Cardiovascular disease (CVD) is one of the major diseases in Europe and the Western world, killing over 2 million people per year in Europe alone and is the foremost cause of premature mortality and disability-adjusted life years, representing an annual economic cost of approximately € 192 billion in direct and indirect healthcare expenses. The available therapies are insufficient to fulfil the need. The introduction of statins has reduced morbidity and mortality of atherosclerosis by 30%, however a large untreatable residual cardiovascular risk remains even in cohorts of treated patients.

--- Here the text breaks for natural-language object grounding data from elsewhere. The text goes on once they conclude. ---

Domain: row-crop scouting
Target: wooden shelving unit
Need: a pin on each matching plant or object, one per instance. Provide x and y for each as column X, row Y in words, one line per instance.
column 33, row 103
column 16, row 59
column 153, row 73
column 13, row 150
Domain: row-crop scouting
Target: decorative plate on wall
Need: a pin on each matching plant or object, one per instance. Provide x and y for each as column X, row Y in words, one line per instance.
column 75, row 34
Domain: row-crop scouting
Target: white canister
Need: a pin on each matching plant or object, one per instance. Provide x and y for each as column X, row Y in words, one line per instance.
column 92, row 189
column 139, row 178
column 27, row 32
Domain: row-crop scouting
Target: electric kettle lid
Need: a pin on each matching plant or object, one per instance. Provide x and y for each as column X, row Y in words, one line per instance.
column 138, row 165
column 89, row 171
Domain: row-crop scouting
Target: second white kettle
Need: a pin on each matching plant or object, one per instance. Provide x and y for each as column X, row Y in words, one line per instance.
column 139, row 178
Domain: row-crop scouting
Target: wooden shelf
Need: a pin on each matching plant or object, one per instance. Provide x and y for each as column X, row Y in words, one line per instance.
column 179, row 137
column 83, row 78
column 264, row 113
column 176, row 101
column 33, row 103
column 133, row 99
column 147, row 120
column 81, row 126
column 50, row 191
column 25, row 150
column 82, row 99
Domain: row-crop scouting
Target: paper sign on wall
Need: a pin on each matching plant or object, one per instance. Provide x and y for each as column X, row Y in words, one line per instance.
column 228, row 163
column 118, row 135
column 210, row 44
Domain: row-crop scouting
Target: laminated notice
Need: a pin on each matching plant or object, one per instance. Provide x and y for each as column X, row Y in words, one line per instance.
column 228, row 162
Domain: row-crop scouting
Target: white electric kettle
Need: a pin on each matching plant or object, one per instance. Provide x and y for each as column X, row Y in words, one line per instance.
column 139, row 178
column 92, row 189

Currently, many targets for CVD treatment have been selected based on mechanism of action and inference of functions in cellular models to clinical systems, and lack the rigorous clinical validation needed to maximize the chance for successful clinical drug development. Consequently, new drugs that modulate the activity of such targets fail later in clinical development by lack of efficacy or induction of safety liabilities due to off-targets effects.
To increase the success rate for clinical development of novel therapies in CVD, we will follow an innovative approach by using:
- Independent and large-scale population studies from which novel targets with strong correlation to clinical phenotypes are deduced;
- Translational disease-mimicking models to validate novel drug targets;
- High quality human biobanks to confirm the molecular relevance of targets in diseased cardiovascular tissues;
- A stringent pharmaceutical drug discovery process for prioritization of drugable targets.
An important concept, in line with the changed pharmaceutical business model, is that these steps can best be executed by a functional network of clinical academic centers and specialized SMEs under the guidance of established and experienced drug discovery researchers from industry that brings together the right components and expertise to execute such a modular target discovery process.